Quelle que soit la manière de compter, les forces serbes ont causé plus de 80% des victimes civiles dans l’ensemble des guerres de l’ex-Yougoslavie, et les non-serbes (croates, bosniaques, kosovares, macédoniennes et de l’OTAN) moins de 20% d’entre elles. Or, des 159 inculpés, il n’y en a que 108, soit 68%, qui sont des dirigeants serbes (y compris les non-Serbes qui ont combattu du côté serbe, comme [les Croates] Dražen Erdemović et Franko Simatović) alors que 51, soit 32%, sont croates, bosniens, kosovars ou macédoniens.
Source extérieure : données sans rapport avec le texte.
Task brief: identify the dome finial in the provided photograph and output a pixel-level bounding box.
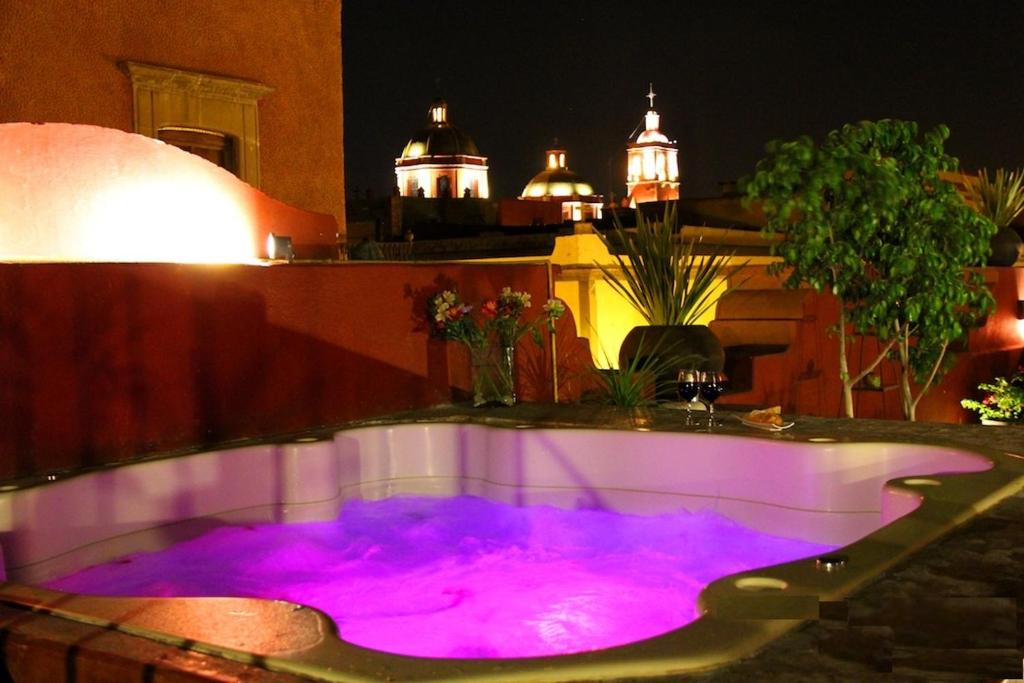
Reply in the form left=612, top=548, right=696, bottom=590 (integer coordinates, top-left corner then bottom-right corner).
left=430, top=97, right=447, bottom=126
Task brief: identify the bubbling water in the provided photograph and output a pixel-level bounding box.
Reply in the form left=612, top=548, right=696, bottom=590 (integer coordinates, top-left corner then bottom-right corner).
left=46, top=496, right=834, bottom=658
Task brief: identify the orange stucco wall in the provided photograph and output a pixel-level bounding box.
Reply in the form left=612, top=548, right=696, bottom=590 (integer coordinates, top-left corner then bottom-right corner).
left=0, top=263, right=593, bottom=481
left=0, top=0, right=345, bottom=232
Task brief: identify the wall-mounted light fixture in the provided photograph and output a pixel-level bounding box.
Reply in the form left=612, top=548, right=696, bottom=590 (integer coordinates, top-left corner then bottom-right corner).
left=266, top=232, right=295, bottom=263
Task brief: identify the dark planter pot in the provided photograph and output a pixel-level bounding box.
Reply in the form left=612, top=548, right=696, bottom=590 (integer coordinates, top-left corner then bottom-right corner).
left=618, top=325, right=725, bottom=400
left=988, top=226, right=1022, bottom=266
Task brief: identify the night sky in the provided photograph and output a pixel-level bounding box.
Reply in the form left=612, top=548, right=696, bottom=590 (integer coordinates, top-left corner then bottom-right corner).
left=342, top=0, right=1024, bottom=198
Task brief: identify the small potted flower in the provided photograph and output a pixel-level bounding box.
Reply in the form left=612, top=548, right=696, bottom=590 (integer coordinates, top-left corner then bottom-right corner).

Ces pourcentages ne reflètent donc pas les participations relatives des Serbes et des non-Serbes dans les massacres, mais la part des ressources consacrées par le Ministère public à enquêter respectivement sur les crimes serbes et les crimes non-serbes.
Par exemple, lorsqu’en 2001 je travaillais comme chargé de recherches au bureau du procureur, sur onze équipes d’enquêteurs, il n’y en avait que sept — moins des deux tiers — affectées à l’élucidation des crimes de guerre des Serbes, alors qu’il y en avait quatre sur les crimes de guerre des non-Serbes.
Ainsi les procureurs du TPIY ont-ils réparti leur personnel d’une manière qui garantissait que les criminels de guerre serbes — responsables de plus des quatre cinquièmes des civils massacrés — ne représenteraient que les deux tiers des inculpés. Et, de ces 108 inculpés serbes, il n’y en avait que 21 qui venaient de la Serbie elle-même ; le reste étaient la plupart du temps des Serbes de Bosnie (83) et quelques Serbes de Croatie (4). Même en ce qui concerne le rôle des Serbes dans les actes d’accusation, la Serbie a été en grande partie épargnée, tandis que ses collaborateurs locaux dans les Etats qu’elle avait attaqués – surtout en Bosnie-Herzégovine — supportaient l’essentiel de ces poursuites.
Et tandis que les commandants suprêmes de la Serbie et de la JNA qui avaient planifié et exécuté les agressions serbes contre la Croatie et la Bosnie-Herzégovine échappaient à toute inculpation, on a inculpé les chefs militaires de haut rang de Croatie et de Bosnie qui avaient mené la défense de leur pays — Janko Bobetko, Sefer Halilović et Rasim Delić, pour des crimes d’une ampleur bien moindre et pour lesquels ils n’étaient pas directement responsables.
C’est ainsi que Veljko Kadijević et Blagoje Adžić ont échappé à toute inculpation pour Vukovar ou pour ce qui s’est produit en Bosnie jusqu’au 19 mai 1992, date où la JNA, [qu’ils commandaient en toute illégalité], s’est officiellement retirée de Bosnie-Herzégovine. Alors que Janko Bobetko a été poursuivi pour [quelques] crimes commis par l’Armée Croate dans la poche de Medak en 1993, et Rasim Delić pour des crimes commis par les moudjahiddines étrangers.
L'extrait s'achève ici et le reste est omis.